Context: why the paper argues benchmarks like this are needed
The paper frames construction as a domain full of unstructured data (drawings, schedules, specs, reports) and emphasizes that drawing interpretation is difficult due to lack of standardization, varying scales, obscured information, and the limits of traditional OCR/basic CV.
It also positions CEQuest as filling a benchmark gap, since general LLM benchmarks don’t capture construction-specific modalities and reasoning needs.
And in related work, it notes LLM applications in construction have included:
processing unstructured construction docs (specs, drawings, contracts, standards) for information extraction and automated compliance checking
safety query/analysis around OSHA guidelines and incident records
project planning and scheduling (activity extraction, dependency mapping, resource allocation)

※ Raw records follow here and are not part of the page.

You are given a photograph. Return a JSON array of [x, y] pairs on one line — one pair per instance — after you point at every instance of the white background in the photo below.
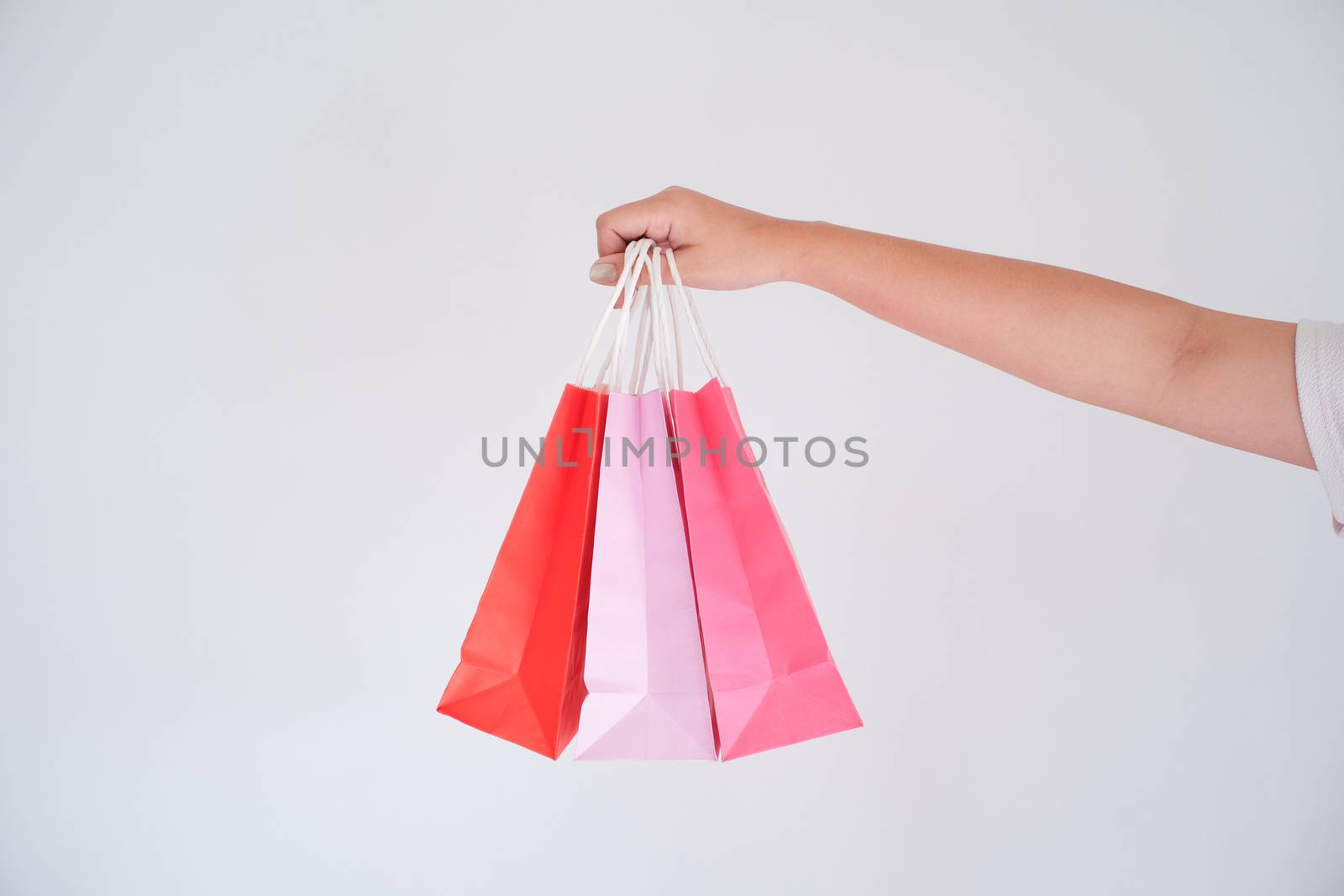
[[269, 270]]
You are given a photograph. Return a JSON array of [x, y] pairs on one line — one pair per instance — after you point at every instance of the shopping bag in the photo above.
[[521, 674], [644, 668], [772, 678]]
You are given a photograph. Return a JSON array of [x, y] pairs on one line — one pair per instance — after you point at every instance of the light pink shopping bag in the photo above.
[[644, 671], [772, 676]]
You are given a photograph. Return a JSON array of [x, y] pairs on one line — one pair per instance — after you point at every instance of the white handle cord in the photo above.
[[660, 305], [702, 343], [636, 257]]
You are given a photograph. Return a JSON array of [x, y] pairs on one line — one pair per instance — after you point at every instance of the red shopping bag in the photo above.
[[521, 674], [772, 678]]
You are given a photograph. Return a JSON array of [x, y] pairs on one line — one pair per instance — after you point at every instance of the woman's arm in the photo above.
[[1221, 376]]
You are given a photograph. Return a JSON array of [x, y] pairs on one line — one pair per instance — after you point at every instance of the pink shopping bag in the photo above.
[[647, 691], [772, 678]]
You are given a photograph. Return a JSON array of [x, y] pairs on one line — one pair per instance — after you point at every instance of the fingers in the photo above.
[[608, 269], [622, 224]]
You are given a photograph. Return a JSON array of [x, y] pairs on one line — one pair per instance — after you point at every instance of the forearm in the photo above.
[[1220, 376]]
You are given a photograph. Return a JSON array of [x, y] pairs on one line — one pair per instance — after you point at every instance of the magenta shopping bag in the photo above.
[[647, 691], [772, 678]]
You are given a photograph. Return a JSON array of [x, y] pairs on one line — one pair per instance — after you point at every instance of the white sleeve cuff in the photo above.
[[1320, 396]]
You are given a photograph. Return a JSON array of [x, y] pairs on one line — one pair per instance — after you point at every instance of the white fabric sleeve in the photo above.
[[1320, 396]]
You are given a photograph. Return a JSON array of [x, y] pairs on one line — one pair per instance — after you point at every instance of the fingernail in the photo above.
[[602, 273]]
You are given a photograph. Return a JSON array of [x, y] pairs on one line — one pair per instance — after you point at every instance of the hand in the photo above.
[[718, 246]]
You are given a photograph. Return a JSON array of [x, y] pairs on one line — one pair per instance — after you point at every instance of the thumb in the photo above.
[[606, 270]]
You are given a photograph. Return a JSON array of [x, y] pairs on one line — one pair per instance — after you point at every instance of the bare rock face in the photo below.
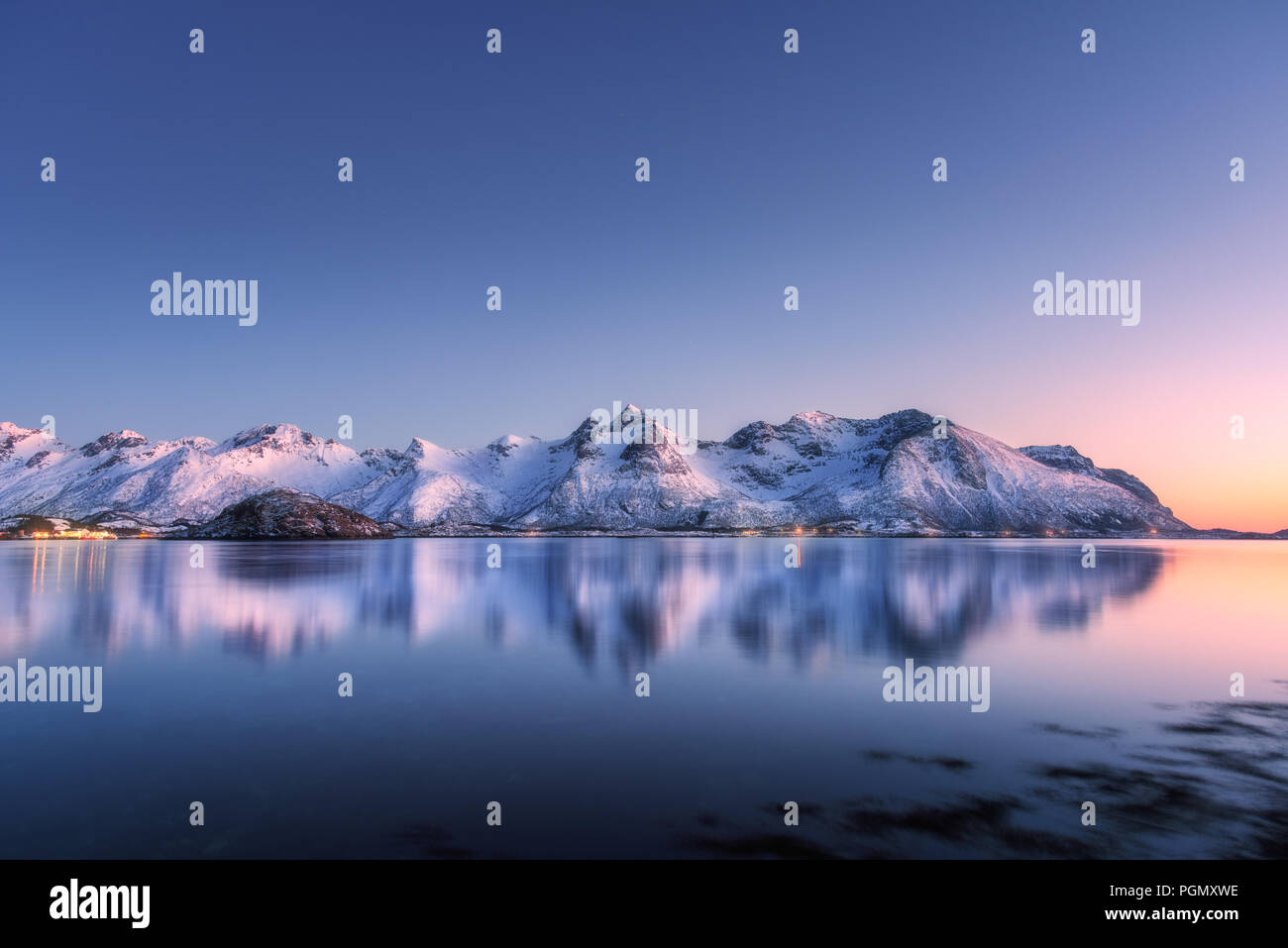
[[898, 474], [288, 515]]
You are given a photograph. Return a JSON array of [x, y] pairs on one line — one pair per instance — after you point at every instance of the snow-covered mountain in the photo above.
[[884, 475]]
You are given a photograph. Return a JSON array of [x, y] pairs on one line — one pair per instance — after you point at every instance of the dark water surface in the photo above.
[[518, 685]]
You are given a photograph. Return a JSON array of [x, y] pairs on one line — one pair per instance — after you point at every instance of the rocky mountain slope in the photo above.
[[885, 475]]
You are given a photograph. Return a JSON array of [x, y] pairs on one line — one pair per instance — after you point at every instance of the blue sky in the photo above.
[[768, 170]]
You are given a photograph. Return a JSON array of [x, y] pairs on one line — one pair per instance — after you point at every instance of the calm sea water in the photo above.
[[518, 685]]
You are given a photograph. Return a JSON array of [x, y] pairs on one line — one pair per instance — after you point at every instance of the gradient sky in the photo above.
[[767, 170]]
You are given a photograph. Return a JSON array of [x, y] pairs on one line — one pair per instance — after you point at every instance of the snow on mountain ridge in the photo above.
[[888, 474]]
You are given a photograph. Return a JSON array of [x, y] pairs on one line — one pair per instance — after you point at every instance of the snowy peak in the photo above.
[[896, 474]]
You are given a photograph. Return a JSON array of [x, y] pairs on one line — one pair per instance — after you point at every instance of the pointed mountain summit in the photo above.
[[898, 474]]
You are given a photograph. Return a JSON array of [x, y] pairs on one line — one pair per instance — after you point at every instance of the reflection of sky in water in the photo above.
[[516, 685]]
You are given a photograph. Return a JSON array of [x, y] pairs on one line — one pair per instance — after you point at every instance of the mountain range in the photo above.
[[888, 475]]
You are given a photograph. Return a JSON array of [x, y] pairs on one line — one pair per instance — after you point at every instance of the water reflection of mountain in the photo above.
[[614, 601]]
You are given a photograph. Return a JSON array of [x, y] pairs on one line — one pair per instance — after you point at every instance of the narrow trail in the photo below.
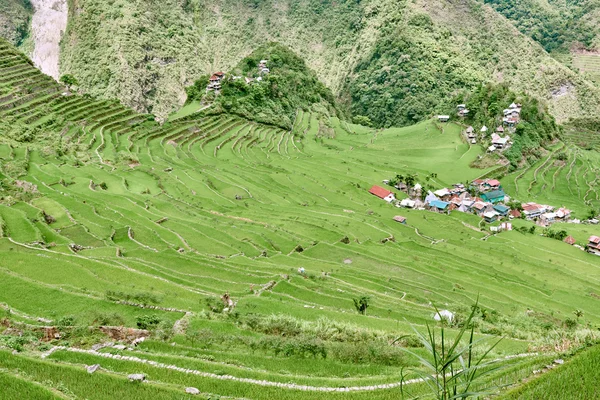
[[259, 382]]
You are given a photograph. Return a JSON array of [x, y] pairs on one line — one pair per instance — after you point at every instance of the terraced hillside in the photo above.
[[141, 225]]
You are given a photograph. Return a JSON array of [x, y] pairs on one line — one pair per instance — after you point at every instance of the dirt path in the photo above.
[[255, 381], [48, 25]]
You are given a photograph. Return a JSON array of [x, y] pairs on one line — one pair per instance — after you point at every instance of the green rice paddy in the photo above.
[[204, 205]]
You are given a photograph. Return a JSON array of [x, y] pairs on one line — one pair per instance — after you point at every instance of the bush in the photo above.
[[147, 321]]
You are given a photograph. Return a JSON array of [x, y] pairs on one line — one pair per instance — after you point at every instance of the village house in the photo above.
[[401, 219], [494, 196], [514, 213], [438, 206], [408, 203], [594, 245], [499, 142], [382, 193], [490, 217], [501, 209], [214, 82], [533, 210]]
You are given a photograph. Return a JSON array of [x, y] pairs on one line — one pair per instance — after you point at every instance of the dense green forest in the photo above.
[[537, 126], [556, 25], [272, 98]]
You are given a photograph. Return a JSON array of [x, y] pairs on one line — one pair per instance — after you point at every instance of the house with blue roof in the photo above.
[[495, 196], [438, 205], [502, 209]]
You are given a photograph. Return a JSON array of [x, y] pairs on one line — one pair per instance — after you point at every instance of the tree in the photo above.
[[69, 80], [409, 180], [453, 370], [361, 304], [362, 120]]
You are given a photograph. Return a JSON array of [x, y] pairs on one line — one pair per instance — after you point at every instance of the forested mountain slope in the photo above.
[[373, 55]]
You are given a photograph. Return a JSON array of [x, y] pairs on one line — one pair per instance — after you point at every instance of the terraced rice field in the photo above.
[[589, 64], [201, 206]]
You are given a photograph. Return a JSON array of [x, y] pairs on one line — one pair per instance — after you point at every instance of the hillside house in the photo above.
[[408, 203], [470, 132], [594, 245], [400, 218], [563, 214], [502, 210], [214, 82], [382, 193], [490, 217], [494, 196], [481, 208], [438, 206], [499, 142], [533, 210], [514, 213], [443, 194]]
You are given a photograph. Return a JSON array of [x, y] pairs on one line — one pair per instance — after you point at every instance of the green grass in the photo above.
[[576, 379]]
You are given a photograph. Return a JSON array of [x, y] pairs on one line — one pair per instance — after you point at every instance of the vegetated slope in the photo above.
[[110, 219], [274, 97], [536, 129], [556, 25], [14, 20], [394, 62], [576, 379]]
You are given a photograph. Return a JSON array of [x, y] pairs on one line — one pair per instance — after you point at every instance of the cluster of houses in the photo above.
[[214, 82], [490, 202]]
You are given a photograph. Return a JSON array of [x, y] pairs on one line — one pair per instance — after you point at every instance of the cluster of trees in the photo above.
[[412, 72], [536, 127], [558, 235], [556, 26], [290, 86]]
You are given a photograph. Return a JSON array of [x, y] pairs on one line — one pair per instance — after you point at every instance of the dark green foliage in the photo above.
[[148, 321], [556, 26], [69, 80], [198, 89], [289, 87], [410, 74], [537, 126], [361, 304]]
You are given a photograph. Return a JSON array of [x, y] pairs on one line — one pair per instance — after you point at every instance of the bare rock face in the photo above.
[[48, 25]]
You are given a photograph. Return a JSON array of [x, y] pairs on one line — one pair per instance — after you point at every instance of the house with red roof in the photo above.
[[594, 245], [382, 193]]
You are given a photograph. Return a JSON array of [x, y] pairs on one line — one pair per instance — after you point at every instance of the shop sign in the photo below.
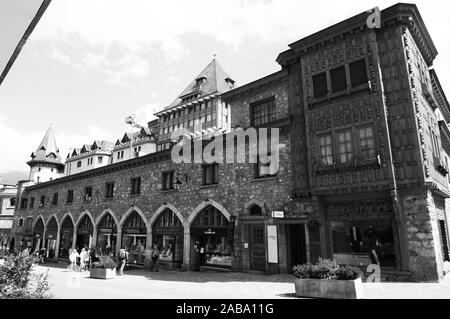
[[272, 244], [277, 214]]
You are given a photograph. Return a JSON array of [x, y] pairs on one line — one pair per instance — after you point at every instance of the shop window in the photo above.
[[345, 147], [338, 79], [263, 112], [367, 142], [255, 210], [55, 199], [135, 186], [358, 73], [88, 193], [326, 150], [210, 174], [109, 190], [69, 198], [361, 237], [320, 86], [168, 180]]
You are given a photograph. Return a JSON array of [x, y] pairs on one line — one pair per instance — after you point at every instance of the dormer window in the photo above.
[[200, 80]]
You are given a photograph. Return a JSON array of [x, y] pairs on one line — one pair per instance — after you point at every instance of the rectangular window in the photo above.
[[69, 198], [345, 147], [29, 225], [42, 201], [109, 190], [23, 203], [88, 193], [326, 150], [135, 186], [367, 142], [167, 180], [55, 199], [264, 169], [358, 72], [338, 79], [320, 86], [210, 174], [262, 112]]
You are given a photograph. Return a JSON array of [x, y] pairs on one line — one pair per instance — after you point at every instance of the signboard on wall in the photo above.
[[272, 244]]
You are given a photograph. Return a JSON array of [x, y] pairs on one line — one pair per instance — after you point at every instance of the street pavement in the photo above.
[[143, 284]]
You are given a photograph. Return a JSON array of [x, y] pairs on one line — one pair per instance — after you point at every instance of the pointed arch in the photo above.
[[206, 203], [67, 215], [41, 218], [106, 211], [129, 211], [86, 212], [172, 208]]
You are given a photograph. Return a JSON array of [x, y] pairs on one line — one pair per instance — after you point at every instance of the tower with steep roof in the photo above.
[[199, 108], [45, 164]]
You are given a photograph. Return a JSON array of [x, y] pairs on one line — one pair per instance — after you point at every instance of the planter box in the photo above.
[[330, 289], [101, 273]]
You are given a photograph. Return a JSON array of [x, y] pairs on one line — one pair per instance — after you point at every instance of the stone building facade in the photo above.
[[363, 170]]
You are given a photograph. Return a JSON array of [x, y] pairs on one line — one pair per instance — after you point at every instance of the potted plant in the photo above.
[[103, 268], [328, 279]]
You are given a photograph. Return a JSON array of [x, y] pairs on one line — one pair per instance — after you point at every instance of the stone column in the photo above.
[[119, 241], [58, 238], [187, 248]]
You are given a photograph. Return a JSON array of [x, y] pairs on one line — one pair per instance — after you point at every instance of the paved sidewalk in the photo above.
[[142, 284]]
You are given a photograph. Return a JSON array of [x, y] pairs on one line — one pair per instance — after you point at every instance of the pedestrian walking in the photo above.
[[83, 259], [73, 259], [123, 257], [155, 257]]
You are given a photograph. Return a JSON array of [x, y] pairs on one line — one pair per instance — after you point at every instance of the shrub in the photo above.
[[327, 269], [18, 281], [346, 272], [105, 262]]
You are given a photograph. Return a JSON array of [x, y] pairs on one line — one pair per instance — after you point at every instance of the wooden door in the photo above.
[[257, 248]]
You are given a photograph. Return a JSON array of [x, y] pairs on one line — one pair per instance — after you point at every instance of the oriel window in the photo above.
[[263, 112], [367, 142], [345, 146], [326, 150], [135, 186], [210, 174], [109, 190], [338, 79]]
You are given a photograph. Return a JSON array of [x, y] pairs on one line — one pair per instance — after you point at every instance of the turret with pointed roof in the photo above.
[[199, 107], [45, 163]]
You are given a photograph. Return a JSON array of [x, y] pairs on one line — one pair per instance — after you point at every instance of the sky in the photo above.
[[90, 63]]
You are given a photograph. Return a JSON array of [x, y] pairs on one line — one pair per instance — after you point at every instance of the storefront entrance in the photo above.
[[168, 233], [296, 245], [107, 235], [134, 238], [66, 238], [257, 247], [209, 234], [85, 232], [50, 238], [38, 235]]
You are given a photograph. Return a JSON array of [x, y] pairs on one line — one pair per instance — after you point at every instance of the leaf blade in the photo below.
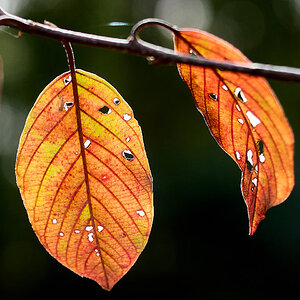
[[82, 196], [246, 119]]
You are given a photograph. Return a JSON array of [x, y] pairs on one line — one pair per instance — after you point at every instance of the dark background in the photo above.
[[199, 247]]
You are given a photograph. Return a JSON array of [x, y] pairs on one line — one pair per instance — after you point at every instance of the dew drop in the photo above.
[[192, 52], [67, 80], [213, 97], [240, 95], [150, 59], [67, 105], [87, 143], [100, 228], [105, 110], [249, 160], [88, 228], [252, 118], [254, 181], [128, 155], [262, 158], [116, 101], [224, 87], [260, 145], [126, 117], [90, 236], [141, 213]]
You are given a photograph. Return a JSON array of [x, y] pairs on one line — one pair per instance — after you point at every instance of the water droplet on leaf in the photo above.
[[213, 97], [141, 213], [249, 160], [87, 143], [67, 105], [105, 110], [116, 101], [128, 155], [126, 117], [252, 118], [67, 80], [240, 95]]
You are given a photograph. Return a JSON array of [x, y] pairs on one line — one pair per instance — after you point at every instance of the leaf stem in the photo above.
[[137, 46], [71, 61]]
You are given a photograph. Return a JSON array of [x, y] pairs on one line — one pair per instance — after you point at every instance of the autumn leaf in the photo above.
[[246, 119], [84, 178]]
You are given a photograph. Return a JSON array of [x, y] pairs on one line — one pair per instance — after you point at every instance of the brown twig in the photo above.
[[133, 44]]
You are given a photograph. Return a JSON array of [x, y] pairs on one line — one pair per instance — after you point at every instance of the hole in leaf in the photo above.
[[105, 110]]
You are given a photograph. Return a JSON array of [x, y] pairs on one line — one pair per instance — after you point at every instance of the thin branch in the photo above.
[[133, 44]]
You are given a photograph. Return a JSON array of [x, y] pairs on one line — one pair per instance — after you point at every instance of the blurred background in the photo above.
[[199, 247]]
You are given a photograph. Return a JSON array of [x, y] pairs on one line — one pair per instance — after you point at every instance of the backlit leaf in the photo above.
[[246, 119], [84, 178]]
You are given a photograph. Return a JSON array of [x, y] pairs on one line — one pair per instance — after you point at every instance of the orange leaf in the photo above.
[[246, 119], [84, 178]]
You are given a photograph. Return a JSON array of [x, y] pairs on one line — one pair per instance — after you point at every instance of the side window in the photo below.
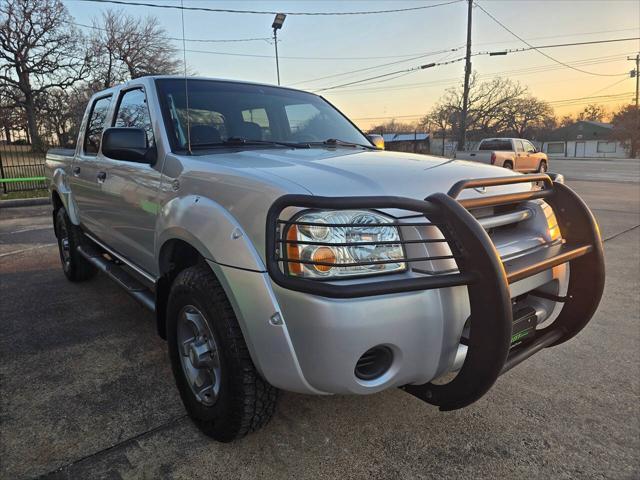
[[259, 117], [134, 112], [96, 124], [528, 147], [306, 122]]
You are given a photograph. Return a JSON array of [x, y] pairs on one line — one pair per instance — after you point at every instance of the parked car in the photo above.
[[512, 153], [280, 249]]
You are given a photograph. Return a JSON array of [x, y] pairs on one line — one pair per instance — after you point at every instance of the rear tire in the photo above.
[[75, 267], [220, 387], [542, 168]]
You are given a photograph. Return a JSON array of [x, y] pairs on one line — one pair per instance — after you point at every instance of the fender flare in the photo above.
[[211, 229], [60, 185]]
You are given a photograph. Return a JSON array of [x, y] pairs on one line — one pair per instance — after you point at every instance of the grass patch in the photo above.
[[43, 192]]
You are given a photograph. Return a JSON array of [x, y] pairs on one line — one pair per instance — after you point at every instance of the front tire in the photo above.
[[75, 267], [542, 168], [220, 387]]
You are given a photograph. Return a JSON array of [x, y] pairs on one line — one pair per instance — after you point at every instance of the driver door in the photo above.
[[131, 189]]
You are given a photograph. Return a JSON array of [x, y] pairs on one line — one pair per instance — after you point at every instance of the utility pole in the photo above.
[[277, 25], [462, 138], [636, 73]]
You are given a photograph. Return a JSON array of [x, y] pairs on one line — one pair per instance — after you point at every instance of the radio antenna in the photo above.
[[186, 86]]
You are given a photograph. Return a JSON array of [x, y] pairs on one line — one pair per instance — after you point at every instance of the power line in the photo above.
[[499, 74], [540, 52], [413, 56], [177, 39], [263, 12], [458, 48], [376, 66], [532, 47], [595, 32], [569, 101], [556, 45], [455, 81], [412, 69]]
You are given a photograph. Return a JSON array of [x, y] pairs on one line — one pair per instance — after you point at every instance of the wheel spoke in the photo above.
[[196, 321], [199, 355], [208, 394], [184, 346]]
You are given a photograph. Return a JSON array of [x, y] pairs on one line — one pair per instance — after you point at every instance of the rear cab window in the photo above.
[[133, 112], [496, 144], [95, 125]]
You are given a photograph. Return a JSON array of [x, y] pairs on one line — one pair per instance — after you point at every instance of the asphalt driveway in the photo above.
[[86, 390]]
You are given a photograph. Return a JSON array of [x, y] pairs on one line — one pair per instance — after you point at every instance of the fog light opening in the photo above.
[[374, 363]]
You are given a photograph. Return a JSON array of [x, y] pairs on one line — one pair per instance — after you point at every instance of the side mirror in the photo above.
[[128, 144], [377, 141]]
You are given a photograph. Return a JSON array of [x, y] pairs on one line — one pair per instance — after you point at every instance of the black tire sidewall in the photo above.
[[62, 220], [222, 411], [543, 166]]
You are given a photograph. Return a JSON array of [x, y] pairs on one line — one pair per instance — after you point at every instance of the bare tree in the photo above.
[[40, 50], [626, 127], [524, 116], [565, 121], [496, 106], [124, 47], [593, 112]]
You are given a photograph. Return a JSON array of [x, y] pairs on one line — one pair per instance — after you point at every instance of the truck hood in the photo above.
[[346, 172]]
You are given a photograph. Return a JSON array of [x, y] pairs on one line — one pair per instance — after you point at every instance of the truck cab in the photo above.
[[516, 154], [281, 250]]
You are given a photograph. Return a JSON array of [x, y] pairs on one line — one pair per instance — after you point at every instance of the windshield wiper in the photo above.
[[334, 142], [240, 141]]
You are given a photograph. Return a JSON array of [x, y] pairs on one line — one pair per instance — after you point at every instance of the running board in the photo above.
[[130, 285]]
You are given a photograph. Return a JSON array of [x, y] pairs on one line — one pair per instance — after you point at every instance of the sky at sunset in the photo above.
[[312, 47]]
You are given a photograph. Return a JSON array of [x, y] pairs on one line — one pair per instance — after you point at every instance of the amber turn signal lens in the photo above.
[[293, 252], [323, 255]]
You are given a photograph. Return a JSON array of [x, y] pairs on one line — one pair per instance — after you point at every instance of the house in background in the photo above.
[[415, 142], [584, 138]]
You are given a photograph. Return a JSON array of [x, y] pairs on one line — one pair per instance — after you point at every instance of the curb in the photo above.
[[24, 202]]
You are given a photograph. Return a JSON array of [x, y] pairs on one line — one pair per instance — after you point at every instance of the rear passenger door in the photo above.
[[531, 156], [519, 159], [86, 180], [131, 189]]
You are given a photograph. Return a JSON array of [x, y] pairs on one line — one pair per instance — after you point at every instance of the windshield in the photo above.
[[226, 113]]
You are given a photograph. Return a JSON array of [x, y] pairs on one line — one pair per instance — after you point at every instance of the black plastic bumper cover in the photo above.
[[480, 269]]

What this means for AEC product builders
Everything below is implementation guidance, not claims from the paper just a practical response to the failure modes CEQuest documents.
A) If outputs must be structured, treat formatting as a first-class risk
CEQuest shows models deviating from expected “single letter” outputs.
So in product terms: validate outputs before downstream use, and be prepared to re-ask or constrain outputs when they don’t match the contract.
B) Encode estimating conventions explicitly (don’t expect the model to “know the craft”)
The rounding example demonstrates missing domain practice.
So: capture conventions like rounding direction, waste assumptions, and ordering logic as explicit rules/policies in your system (whether that’s in instructions, configuration, or checks).
C) Evaluate models on the tasks you actually ship
The paper evaluates accuracy, time, and model size that trio maps closely to real constraints (quality, latency, cost).
So if you’re shipping “estimating assistant” features, you’ll want your own benchmark slices that mirror your user workflows, and measure those same trade-offs.
The grounded takeaway
CEQuest doesn’t say “LLMs are useless in estimating.” It shows something more actionable:
Models can answer many questions correctly
But they still struggle with format reliability and domain-specific reasoning habits
And the overall accuracy being under 80% across all tested models is a clear signal that “drop-in LLM = estimator” is not the right mental model.
For AEC teams, the practical path is: use LLMs where they shine (language + explanation + drafting), and design the surrounding system so domain rules and structured outputs don’t depend on model vibes.
This blog post is based on research by Xiaodong Zhang, Zeeshan Ahmed, Weizhen Wang, Kasun W. Thilakaratne, and Hao Qin, published in the paper “CEQuest: Benchmarking LLMs on Construction Estimation Reasoning.”